Training: Watching the Model Improve

Thousands of predict-measure-update cycles, compressed into one chart.

Press "Train" to simulate a training run. Watch the loss curve fall — fast at first (eliminating obvious mistakes like predicting 'z' after 'q'), then slowly (fine-tuning subtle patterns). The generated names below go from gibberish to plausible.

Early on, the model can barely string two consonants together. By the end, it produces names that feel right — "Marlina," "Jorah," "Elissa" — even though they might not exist. It learned the statistical texture of names: common openings, vowel-consonant rhythms, typical lengths. That texture is encoded in the weights, shaped entirely by the predict-and-correct loop.

Scaling Up: Same Algorithm, More Everything

The gap between microgpt and ChatGPT is scale, not mechanism.

Adjust the model's capacity below and see how generation quality changes. More embedding dimensions let the model represent subtler patterns. More layers let it compose those patterns. The core loop never changes.

If it's the same algorithm, why does GPT-4 seem qualitatively different from a tiny model?

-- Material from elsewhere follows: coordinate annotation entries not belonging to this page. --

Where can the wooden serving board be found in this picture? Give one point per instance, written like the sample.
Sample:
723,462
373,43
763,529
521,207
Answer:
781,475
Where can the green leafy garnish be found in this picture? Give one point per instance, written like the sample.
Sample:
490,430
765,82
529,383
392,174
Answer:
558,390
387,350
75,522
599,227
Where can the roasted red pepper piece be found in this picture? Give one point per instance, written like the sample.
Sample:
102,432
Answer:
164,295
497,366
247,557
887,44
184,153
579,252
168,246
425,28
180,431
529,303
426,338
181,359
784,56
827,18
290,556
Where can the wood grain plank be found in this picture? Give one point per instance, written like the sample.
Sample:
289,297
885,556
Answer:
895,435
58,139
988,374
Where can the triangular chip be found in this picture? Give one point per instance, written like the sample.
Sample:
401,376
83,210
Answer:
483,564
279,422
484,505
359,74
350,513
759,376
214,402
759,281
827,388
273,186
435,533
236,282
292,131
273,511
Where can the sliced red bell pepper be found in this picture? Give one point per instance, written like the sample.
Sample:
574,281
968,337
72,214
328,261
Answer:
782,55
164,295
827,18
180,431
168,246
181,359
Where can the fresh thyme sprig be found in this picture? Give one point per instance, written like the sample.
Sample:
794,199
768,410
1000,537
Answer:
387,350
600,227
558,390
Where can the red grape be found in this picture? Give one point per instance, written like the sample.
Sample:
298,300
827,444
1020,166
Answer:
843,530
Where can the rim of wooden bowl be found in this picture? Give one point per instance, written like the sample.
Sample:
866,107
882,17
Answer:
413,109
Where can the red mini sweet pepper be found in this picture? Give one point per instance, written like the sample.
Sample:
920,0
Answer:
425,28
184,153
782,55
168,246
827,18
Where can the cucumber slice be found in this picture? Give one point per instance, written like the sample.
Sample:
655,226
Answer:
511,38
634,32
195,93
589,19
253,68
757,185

Because scale enables emergence. A model with 4 dimensions can learn "vowels follow consonants." One with 12,288 dimensions can represent concepts like sarcasm, logic, and code structure — not because the algorithm told it to, but because the data contained those patterns and the model had enough capacity to capture them. More data, more parameters, more computation — same gradient descent loop.

The Full Picture, Built Up

Every piece you've seen, assembled into the complete training loop.

Step through the components below. Each one is something you've already interacted with — now see how they compose into the single cycle that runs trillions of times to produce a language model.

1 · Tokenize

Convert a document into a sequence of integer token IDs. In microgpt: one character = one token.

2 · Embed

Look up learned vectors for each token and its position. These are the model's raw inputs.

3 · Attend

Each position queries the others: "which context is relevant to me?" Attention weights are computed via Q·K dot products, masked so the model can't see the future.

4 · Transform

The MLP processes each position's blended representation through an expand → nonlinearity → project-back-down pathway. Residual connections preserve earlier information.

5 · Predict

Project to vocabulary size. Apply softmax to get a probability distribution over next tokens.

6 · Measure loss

Cross-entropy: −log(probability of the correct token). High when wrong, low when right.

7 · Backpropagate

Walk the computation graph backward. Every weight gets a gradient: its share of the blame.

8 · Update weights

Adam optimizer nudges each weight in the direction that reduces loss. Then repeat from step 1 with the next document. Forever.